Since 2010, the excavations on top of the excavation base continued in the framework of a project by the Lower Saxony State Service for Cultural Heritage in Hannover and the Eberhard Karls University Tübingen, Department of Early Prehistory and Quaternary Ecology of the Institute of Pre- and Protohistory and Mediaeval Archaeology, supported by the Deutsche Forschungsgemeinschaft (German Research Association). Numerous cooperation partners domestic and abroad have been involved in the analysis of the excavations and material culture: Lower Saxony State Office for Heritage, University of Tübingen, Rijksuniversiteit Leiden (paleontology), Leuphana University Lüneburg (palynologie), Senckenberg Research Institute and Nature Museum in Frankfurt am Main, Leibniz University Hannover (geology), Institute for Quaternary Lumbers Langnau (wood anatomy), Romano-Germanic Central Museum Mainz and others.

In 2009, Lower Saxony allocated public funds from the increased funds for the economy package II for the construction of a research and development centre. The Forschungsmuseum is close to the place of discovery and is devoted to the inter-disciplinary research of the Schöningen excavations and Pleistocene archaeology, and presents the original finds in an experience-orientated, modern exhibition. The transparent research and laboratory area as well as an interactive visitor's laboratory link the 'research' and 'museum' areas. A 24-hectare outdoor area presents typical plant communities of the interglacial. The space is also an educational venue. The building contractor was the town of Schöningen. Responsible for the conception and contextual planning was the Lower Saxony State Service of Cultural Heritage. The centre was opened at the beginning of 2013.

== Debates ==
Archaeologists at the University of Tübingen have questioned some of the initial interpretations of the site. Isotope analysis and wear patterns on the horse teeth show a wide variety of habitat and diet amongst the animals, indicating that the faunal assemblage accumulated in many small events, rather than one large slaughter.

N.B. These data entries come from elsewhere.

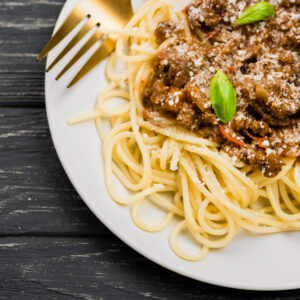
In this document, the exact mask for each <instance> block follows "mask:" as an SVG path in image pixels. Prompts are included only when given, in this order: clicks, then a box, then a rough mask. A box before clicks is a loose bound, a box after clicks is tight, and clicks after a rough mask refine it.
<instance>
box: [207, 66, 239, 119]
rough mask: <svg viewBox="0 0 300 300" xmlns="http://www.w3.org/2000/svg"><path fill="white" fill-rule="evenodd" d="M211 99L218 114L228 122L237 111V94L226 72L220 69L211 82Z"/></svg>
mask: <svg viewBox="0 0 300 300" xmlns="http://www.w3.org/2000/svg"><path fill="white" fill-rule="evenodd" d="M210 101H211V103H212V107H213V109H214V112H215V114H216V116H217V117H218V118H219V119H220V120H221V121H222V122H223V123H228V122H229V121H230V120H231V119H232V117H233V115H234V114H235V112H236V94H235V90H234V87H233V85H232V83H231V82H230V80H229V78H228V77H227V76H226V74H225V73H224V72H223V71H221V70H218V71H217V73H216V74H215V76H214V77H213V79H212V80H211V82H210Z"/></svg>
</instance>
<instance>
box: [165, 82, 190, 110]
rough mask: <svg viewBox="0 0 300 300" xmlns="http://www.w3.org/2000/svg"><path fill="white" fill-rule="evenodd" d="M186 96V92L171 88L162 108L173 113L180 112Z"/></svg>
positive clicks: (171, 87) (180, 90) (167, 95)
mask: <svg viewBox="0 0 300 300" xmlns="http://www.w3.org/2000/svg"><path fill="white" fill-rule="evenodd" d="M184 96H185V94H184V90H181V89H178V88H176V87H171V88H170V90H169V92H168V95H167V98H166V101H165V102H164V104H163V105H162V108H163V109H165V110H167V111H171V112H179V110H180V108H181V106H182V103H183V101H184Z"/></svg>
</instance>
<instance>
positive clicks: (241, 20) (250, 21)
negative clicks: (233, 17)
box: [233, 1, 275, 25]
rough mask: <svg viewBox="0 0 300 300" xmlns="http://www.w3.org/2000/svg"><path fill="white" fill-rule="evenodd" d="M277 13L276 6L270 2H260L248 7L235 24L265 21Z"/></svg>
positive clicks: (234, 23) (242, 23) (251, 22)
mask: <svg viewBox="0 0 300 300" xmlns="http://www.w3.org/2000/svg"><path fill="white" fill-rule="evenodd" d="M273 15H275V9H274V6H273V5H272V4H270V3H268V2H264V1H263V2H258V3H256V4H254V5H253V6H251V7H249V8H247V9H246V10H245V11H244V12H243V13H242V14H241V15H240V17H239V18H238V20H237V21H236V22H234V23H233V24H234V25H237V24H240V25H242V24H249V23H253V22H258V21H265V20H267V19H268V18H270V17H271V16H273Z"/></svg>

Sediment analysis shows that the red colour previously thought to be a result of hearths and burning are actually iron compounds forming as the lake levels dropped in recent times. Lake algae, sponges, and small crustaceans found in the sediments led to a suggestion that the spears were never used on dry land and that the deposit had always been submerged. In that scenario, the horses may have been hunted in shallow water rather than at the lake edge. As yet the hunting strategies and depositional circumstances of the spears remain unresolved.

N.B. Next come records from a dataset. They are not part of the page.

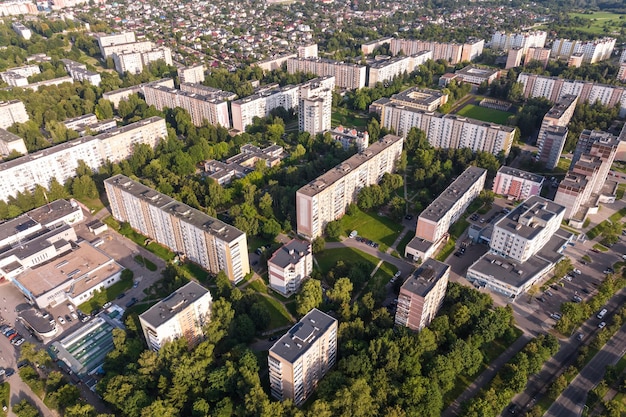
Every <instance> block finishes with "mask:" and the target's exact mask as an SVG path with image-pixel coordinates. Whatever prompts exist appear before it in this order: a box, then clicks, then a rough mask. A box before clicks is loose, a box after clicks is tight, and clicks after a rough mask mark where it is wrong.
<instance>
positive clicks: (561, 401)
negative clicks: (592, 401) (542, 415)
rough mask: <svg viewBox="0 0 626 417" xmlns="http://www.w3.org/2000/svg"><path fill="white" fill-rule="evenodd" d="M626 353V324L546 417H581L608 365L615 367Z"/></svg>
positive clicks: (562, 395) (611, 339) (559, 400)
mask: <svg viewBox="0 0 626 417" xmlns="http://www.w3.org/2000/svg"><path fill="white" fill-rule="evenodd" d="M624 353H626V324H624V325H623V326H622V327H621V328H620V329H619V331H618V332H617V333H616V334H615V335H614V336H613V337H612V338H611V339H610V340H609V341H608V343H607V344H606V345H604V346H603V347H602V349H601V350H600V352H598V353H597V354H596V356H594V357H593V359H592V360H591V361H590V362H589V363H588V364H587V366H585V367H584V368H583V370H582V371H580V373H579V374H578V375H577V376H576V378H574V380H573V381H572V382H571V383H570V385H569V387H567V389H565V391H563V393H562V394H561V395H560V396H559V398H557V400H556V401H555V402H554V403H553V404H552V406H551V407H550V408H549V409H548V411H547V412H546V413H545V414H544V416H546V417H570V416H580V415H581V414H582V411H583V405H584V404H585V402H586V399H587V393H588V392H589V391H590V390H591V389H592V388H594V387H595V386H596V385H597V384H598V383H599V382H600V381H601V380H602V378H603V377H604V372H605V369H606V367H607V366H608V365H615V364H616V363H617V361H619V359H620V358H621V357H622V356H624Z"/></svg>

A further debate has centred around whether Schöningen humans were capable of powerful and accurate throws, and whether their wooden spears were effective as distance weapons.

== Similar finds ==
Wooden spears from the Palaeolithic are rare discoveries. Well-preserved finds include the ca. 400,000 year old broken Clacton Spear from Clacton-on-Sea (England), and the wooden Lehringen spear from Lehringen (Germany), which is around 120,000 years old. Other finds such as those from Bad Cannstatt (Germany/Baden-Wuerttemberg) and Bilzingsleben are debatable as their preservation was poor.